La consommation de viande n’est plus à la mode, un phénomène à ne pas négliger
Les mouvements anti-viande et, plus globalement, le regard critique de la société n’incitent plus à la consommation de produits carnés. Les professionnels de l’élevage doivent se saisir de ce message pour apporter les réponses aux attentes des consommateurs.
Positive hier, la consommation de viande renvoie aujourd’hui une image négative, source de critiques sociétales multiples, poussées par les préoccupations de santé, de respect de l’environnement ou de bien-être animal. Les modes de vie contribuent par ailleurs, de façon plus insidieuse, à réduire la part de viande dans la ration quotidienne des consommateurs, puisque la mobilité, le temps réduit et la recherche de praticité incitent à se tourner vers des plats préparés ou de la cuisine d’assemblage, qui contiennent moins de viande.
Séduire les consommateurs
Il ne faut pas oublier non plus que l’aspect social, notamment la volonté de différenciation et d’individuation, entre de plus en plus en ligne de compte dans le choix du végétarisme. «C’est notre perception de la réalité qui a changé, pas la réalité elle-même», rappelle Bruno Hérault, du Centre d’étude et de prospective, intervenant à la convention organisée par Coop de France Nutrition animale le 9 novembre dernier.

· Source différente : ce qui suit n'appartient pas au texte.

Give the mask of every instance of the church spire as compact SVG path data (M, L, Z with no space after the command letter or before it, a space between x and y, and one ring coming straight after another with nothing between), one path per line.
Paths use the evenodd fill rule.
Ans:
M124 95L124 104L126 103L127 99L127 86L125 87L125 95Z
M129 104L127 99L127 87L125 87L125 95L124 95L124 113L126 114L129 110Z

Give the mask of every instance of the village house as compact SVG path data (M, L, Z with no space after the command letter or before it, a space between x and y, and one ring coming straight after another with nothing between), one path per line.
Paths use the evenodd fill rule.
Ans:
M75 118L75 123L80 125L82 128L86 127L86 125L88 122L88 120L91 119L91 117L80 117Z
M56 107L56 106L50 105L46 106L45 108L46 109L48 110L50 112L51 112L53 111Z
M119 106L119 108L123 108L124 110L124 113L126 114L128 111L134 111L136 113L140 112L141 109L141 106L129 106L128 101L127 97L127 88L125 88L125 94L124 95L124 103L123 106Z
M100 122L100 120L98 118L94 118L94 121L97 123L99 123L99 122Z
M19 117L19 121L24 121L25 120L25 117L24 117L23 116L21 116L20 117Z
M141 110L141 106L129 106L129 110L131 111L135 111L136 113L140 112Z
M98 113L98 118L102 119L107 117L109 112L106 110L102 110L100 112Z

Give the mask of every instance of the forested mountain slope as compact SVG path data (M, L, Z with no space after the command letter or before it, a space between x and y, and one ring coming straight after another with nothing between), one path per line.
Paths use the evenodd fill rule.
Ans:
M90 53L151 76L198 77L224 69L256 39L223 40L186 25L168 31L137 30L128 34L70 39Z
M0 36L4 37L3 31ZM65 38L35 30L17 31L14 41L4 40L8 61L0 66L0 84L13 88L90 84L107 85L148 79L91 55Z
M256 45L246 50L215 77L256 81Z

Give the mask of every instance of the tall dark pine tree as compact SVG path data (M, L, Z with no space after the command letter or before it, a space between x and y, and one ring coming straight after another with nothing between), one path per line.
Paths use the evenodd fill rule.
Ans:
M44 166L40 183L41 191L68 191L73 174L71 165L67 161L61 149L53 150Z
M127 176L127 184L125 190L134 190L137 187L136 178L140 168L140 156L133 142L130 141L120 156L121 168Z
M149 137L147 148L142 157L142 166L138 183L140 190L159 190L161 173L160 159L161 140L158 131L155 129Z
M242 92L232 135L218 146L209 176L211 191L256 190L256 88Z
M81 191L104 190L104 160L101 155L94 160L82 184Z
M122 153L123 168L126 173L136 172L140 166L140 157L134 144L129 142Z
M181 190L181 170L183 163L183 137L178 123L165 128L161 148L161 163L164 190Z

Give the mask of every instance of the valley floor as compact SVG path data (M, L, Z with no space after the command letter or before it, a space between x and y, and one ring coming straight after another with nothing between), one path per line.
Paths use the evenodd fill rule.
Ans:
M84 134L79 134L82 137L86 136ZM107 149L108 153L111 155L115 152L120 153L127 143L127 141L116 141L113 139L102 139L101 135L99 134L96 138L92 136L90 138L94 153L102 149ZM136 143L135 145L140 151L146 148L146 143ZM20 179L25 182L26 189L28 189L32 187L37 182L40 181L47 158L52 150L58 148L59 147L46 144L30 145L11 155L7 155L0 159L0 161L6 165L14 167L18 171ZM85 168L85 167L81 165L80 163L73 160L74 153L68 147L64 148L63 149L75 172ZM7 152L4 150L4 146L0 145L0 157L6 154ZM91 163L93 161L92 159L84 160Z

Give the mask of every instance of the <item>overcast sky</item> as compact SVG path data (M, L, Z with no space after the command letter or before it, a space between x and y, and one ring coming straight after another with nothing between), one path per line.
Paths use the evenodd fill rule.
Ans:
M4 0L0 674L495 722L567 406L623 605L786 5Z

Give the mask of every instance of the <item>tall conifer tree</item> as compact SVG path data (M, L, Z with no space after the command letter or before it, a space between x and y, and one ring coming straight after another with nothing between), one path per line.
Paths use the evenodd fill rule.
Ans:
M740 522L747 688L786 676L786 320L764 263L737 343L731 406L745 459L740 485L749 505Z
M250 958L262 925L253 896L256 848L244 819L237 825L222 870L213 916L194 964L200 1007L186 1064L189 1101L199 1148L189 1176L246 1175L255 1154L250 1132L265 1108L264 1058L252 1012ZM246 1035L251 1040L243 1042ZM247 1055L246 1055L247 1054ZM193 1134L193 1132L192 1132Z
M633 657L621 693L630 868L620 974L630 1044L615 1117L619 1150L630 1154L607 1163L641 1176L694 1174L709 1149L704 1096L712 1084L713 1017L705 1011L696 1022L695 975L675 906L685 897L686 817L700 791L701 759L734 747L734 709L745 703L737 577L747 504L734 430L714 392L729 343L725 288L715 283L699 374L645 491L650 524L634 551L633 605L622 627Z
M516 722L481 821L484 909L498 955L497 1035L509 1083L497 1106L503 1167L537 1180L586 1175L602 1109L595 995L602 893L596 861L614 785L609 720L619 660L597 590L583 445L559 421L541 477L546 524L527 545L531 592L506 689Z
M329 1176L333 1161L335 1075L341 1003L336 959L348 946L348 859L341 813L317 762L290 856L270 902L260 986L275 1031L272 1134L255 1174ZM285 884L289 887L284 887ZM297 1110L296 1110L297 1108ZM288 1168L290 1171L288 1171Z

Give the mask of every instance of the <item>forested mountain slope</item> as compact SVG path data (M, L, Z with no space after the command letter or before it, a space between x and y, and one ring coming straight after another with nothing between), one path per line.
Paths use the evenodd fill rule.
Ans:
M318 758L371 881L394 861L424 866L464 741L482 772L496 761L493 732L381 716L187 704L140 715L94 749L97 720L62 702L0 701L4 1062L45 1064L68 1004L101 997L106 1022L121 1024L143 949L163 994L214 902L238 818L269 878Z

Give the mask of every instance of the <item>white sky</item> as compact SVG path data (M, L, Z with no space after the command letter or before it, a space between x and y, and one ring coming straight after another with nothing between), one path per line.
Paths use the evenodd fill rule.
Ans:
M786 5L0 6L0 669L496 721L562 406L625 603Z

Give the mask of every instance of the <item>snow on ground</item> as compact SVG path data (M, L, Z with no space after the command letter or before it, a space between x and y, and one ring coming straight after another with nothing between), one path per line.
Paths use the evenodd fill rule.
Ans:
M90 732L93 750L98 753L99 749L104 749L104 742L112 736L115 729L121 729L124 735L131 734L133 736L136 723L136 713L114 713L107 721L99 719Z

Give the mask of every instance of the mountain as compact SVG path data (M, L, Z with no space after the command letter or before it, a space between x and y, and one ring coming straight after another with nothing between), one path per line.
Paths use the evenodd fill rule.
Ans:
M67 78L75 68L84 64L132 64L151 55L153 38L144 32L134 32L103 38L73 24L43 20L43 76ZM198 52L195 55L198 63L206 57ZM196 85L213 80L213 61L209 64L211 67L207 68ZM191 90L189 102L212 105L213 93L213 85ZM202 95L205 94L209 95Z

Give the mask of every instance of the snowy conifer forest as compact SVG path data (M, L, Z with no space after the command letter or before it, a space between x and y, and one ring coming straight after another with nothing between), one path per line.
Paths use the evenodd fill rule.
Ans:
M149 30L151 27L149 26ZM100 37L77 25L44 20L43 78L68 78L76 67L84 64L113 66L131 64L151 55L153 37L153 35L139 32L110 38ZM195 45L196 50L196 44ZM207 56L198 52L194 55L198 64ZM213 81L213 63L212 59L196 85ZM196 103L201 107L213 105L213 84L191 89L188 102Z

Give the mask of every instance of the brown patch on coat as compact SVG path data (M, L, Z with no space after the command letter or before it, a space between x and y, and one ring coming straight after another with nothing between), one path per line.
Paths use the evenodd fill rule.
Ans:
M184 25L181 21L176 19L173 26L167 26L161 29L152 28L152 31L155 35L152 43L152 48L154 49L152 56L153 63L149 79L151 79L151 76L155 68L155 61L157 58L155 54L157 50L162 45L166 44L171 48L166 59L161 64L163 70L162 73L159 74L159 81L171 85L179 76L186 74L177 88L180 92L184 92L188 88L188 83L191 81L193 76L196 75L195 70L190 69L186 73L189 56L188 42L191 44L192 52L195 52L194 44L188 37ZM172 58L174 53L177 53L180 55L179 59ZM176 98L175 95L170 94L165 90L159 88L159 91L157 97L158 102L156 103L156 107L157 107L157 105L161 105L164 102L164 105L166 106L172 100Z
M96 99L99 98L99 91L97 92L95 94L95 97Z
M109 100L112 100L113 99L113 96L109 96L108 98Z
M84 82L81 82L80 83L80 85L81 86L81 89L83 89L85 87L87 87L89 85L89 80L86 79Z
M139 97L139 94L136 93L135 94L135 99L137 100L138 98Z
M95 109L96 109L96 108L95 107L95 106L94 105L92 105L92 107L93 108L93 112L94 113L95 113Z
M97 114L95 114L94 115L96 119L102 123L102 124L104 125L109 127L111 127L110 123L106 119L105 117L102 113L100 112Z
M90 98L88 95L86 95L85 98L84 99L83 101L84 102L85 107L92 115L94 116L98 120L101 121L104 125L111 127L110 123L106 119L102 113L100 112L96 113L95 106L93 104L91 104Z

Une perception qui a d’ailleurs ses limites: si le bien-être animal et le respect de l’environnement font partie des principales préoccupations des citoyens quand on leur parle d’alimentation, le prix, le goût et la santé restent premiers arguments de choix des consommateurs, indique Christine Roguet, de l’Institut du porc (IFIP). Une «dissonance cognitive», note-t-elle, qui s’exprime jusqu’à un certain point. «Si les filières animales ne sont pas capables de proposer des produits qui correspondent à ces attentes de citoyens, le consommateur va tout de même finir par consommer moins», ajoute Christine Roguet.
Pédagogie et transparence
Le potentiel de reconquête est d’ailleurs bien plus important qu’on pourrait le croire. Car si les médias se font régulièrement l’écho de sa montée en puissance, le végétarisme en France ne dépasse pas les 3%, quand il concerne 7% de la population allemande. Le reste des consommateurs français, indique une étude réalisée par l’IFIP, se répartit en un tiers favorable à un modèle de production alternatif (adeptes du bio, des labels, etc.), 10% de «compétiteurs» qui achètent le moins cher possible sans regard sur les conditions de production, le reste de la population se déclarant favorable à une évolution progressive des pratiques et sensible, par exemple, au bien-être animal.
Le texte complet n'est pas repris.